アカデミー賞受賞!名作『サイドウェイ』のタッグふたたび
ワインと人生が絡み合うほろ酔いロードムービーの傑作『サイドウェイ』(2004年)で見事なコンビを見せたアレクサンダー・ペイン監督とポール・ジアマッティが再びタッグを組んだ『ホールドオーバーズ 置いてけぼりのホリディ』が、2024年6月21日(金)より全国公開となる。
名優ジアマッティがアカデミー賞で初めて主演男優賞にノミネートされ、二度目のゴールデングローブ賞主演男優賞(ミュージカル・コメディ部門)の受賞を果たした本作を筆頭に、今年の初夏は世界各国の“クセモノ俳優”たちが個性を爆発させた注目作が続々公開される。クセモノの定義は人それぞれだが、唯一無二の個性派俳優たちを切り口に、バラエティに富んだ作品たちを紹介したい。

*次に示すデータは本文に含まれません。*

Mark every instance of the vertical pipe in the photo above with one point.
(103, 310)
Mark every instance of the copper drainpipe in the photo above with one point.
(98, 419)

ポール・ジアマッティ主演『ホールドオーバーズ 置いてけぼりのホリディ』
6月21日(金)よりTOHOシネマズ シャンテほか全国公開
アカデミー賞助演男優賞にノミネートされた『シンデレラマン』(2005年)で演じたボクサーのマネージャー、『それでも夜は明ける』(2013年)で演じた奴隷商人、『アメイジング・スパイダーマン2』(2012年)の怪人ライノ、『アメリカン・スプレンダー』(2003年)で描かれた伝説的オルタナ・コミック原作者ハービー・ピーカーなどなど、作品毎の変幻自在ぶりで強い印象を残してきたジアマッティは、無冠の名優とも言うべき存在だった。本作でついに初めてのアカデミー賞主演男優賞ノミネートを果たし、俳優仲間からはこの賞にジアマッティを推す声も多かったという。
そんなジアマッティが本作で演じる古代史の教師ハナムは、生真面目で融通が利かず生徒からも教師仲間からも嫌われているが、誰にも言えない過去を抱える複雑な人物で、ジアマッティ自身を念頭に置いて作られたキャラクター。その人物像は、ある視覚効果や匂いに至るまで緻密に設定され、ジアマッティは記憶に残る好演を披露している。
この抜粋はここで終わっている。